Not that Wicks is under any illusions about the size of the task facing Rangers in their first top-flight match against the Blues since 1996.
QPR finished above Chelsea in 15 of the 22 years prior to their relegation from the Premier League, but much has changed since then and on Sunday the R’s will face a star-studded team and their biggest test of the season so far.
“You look at the players Chelsea have got and they’re a quality team, aren’t they? There’s no doubt they’re a top side,” Wicks told West London Sport.
“As a club they’ve been transformed in the last couple of decades. They’ve got an abundance of talent, especially up front, and any team is going to have problems defending against them.
“But for QPR it’s an opportunity and a chance to show how far we’ve come. It’s been a long time coming – being back up there with the big boys.
“It took Chelsea time to build something and it’ll take Rangers time too, but things are moving in the right direction.”
“It was often like a home game for Chelsea, they had so many fans there.”
That wasn’t the case only a couple of months ago, when Rangers were facing huge problems both on and off the pitch and looked on course for a brutal – and brief – stay among the elite.
But Wicks believes the Tony Fernandes-led takeover and subsequent influx of new signings has given them a fighting chance of staying up.
“What it did was give the fans hope,” he says. “Before, there was none. Most Rangers fans I spoke to were completely fed up. Morale was so low.
“It seems unbelievable to say that about a club that had just been promoted and had such wealthy owners, but that was how it felt.
“Now, there’s a really good feeling around the place and a sense that the club’s really going places.
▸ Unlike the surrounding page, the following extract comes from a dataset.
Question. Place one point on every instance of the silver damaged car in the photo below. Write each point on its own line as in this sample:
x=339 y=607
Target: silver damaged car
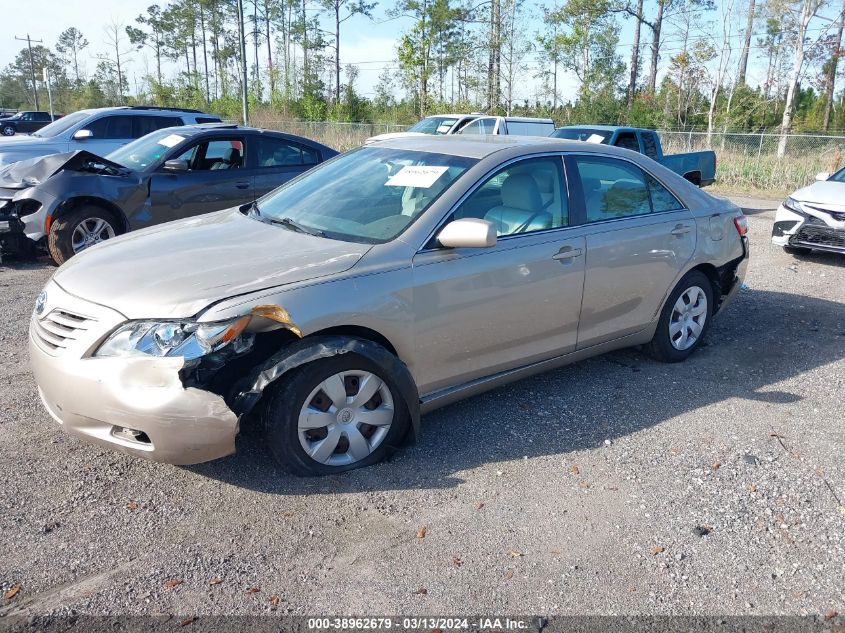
x=391 y=280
It’s brilliant.”
Wicks, now 55, played in some memorable battles between the clubs and has fond memories of one season in particular.
He was part of the QPR side that walloped Chelsea 6-0 in 1986, when they also beat them in the quarter-finals on the way to the Milk Cup final that would prove to be his final appearance before leaving Rangers to return to SW6.
“There were some cracking games between the two teams back in the day,” he recalls.
“The matches were always intense, especially at Loftus Road where the crowd’s right on top of you.
“I have to say in those games at Rangers it was often like a home game for Chelsea, they had so many fans there.
“I’ll never forget that 6-0 win, when we were six-up with about half an hour still left and could have scored even more, and the cup games against them that season too.
“Jim Smith had us really fired up for that game and the day we beat them 6-0 I think we’d have thrashed any team in the country. We were great that day.
“Things have changed since then, that’s for sure. Rangers will be massive underdogs, but look how far we’ve come. Not long ago we wouldn’t have believed we’d be playing matches like this again at Loftus Road.
“Seeing the two teams play each other again will bring back some memories. I’m really looking forward to it.”